WMvocento_admin
October 3, 2018
Female continuity
Continuity from parent to child in the cooking profession is rare and was even rarer in the past. The strict rules of a kitchen, a lack of vocation, and even certain family ideas of social upward mobility, influenced an aversion to the profession by young people born into families of cooks. Still today, it is uncommon for the offspring of cooks to become cooks. And even less so in the world of haute cuisine. Looking at the descendants of the most esteemed chef-entrepreneurs of the last quarter of a century – the approximate number of years between one generation and another – there is a hereditary decline when it comes to cooks.

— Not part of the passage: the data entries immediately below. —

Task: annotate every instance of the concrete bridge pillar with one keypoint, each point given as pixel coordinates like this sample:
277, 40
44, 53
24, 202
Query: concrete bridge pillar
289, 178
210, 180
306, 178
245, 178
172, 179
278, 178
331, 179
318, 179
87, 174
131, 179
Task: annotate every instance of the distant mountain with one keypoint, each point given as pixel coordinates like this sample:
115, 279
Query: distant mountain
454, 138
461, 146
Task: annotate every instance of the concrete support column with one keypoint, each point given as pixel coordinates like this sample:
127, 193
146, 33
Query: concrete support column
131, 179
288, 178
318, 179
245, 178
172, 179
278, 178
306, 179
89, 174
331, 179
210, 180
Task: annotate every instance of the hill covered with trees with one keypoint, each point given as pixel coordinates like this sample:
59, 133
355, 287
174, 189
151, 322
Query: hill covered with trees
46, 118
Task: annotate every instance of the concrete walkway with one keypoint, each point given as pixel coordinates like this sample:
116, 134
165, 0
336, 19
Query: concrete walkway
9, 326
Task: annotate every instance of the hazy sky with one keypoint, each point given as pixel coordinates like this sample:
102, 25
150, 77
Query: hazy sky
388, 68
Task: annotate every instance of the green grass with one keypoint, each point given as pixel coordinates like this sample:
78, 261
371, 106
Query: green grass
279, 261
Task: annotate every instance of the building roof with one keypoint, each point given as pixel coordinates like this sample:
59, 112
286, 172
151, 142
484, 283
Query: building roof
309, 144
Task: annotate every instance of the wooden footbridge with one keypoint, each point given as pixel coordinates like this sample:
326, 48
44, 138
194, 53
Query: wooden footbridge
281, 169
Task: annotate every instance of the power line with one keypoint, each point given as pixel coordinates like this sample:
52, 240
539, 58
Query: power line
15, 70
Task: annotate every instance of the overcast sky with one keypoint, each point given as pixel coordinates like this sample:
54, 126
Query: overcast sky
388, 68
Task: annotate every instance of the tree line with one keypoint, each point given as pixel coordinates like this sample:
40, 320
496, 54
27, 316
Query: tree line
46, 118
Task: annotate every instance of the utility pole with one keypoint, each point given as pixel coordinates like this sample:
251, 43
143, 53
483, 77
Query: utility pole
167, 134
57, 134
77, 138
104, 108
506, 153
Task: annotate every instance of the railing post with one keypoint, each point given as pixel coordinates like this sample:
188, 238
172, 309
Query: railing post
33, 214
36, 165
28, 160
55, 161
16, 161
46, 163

Elena’s case is exceptional. From when she was very young, she was excited by the job that her father did, that her grandmother and great-grandmother did, so, genetically, it was natural she would be predisposed to it. In these days of women’s evolution towards gender equality in top haute-cuisine jobs, she has long been seen as an effective pioneer. She has had the best teacher possible, her father, the great Juan Mari Arzak – a true legend within the profession. Training at the best schools... Switzerland, London, Paris, she then began working at the family’s hundred-year-old restaurant. She runs the establishment jointly with her father, and has a workshop and a flavour bank that have provided a huge number of contributions to avant-garde cuisine.
Attentive and acutely aware of all gastronomic progress and value, every year at Madrid-Fusión she transmits a message of renewal; a commitment to the evolution and technical, dietetic and aesthetic enhancement of professional cooking. Last year, Elena established the culinary contribution of collagen, and this year will provide us with the results of studies carried out with fruit enzymes, which react on the hardness of particular meats, and even molluscs, to make fish and meat more tender. She will demonstrate this via a simple squid recipe, and will show how these fruit enzymes lighten and modify the behaviour of the fibres without changing their flavour. That’s her magic.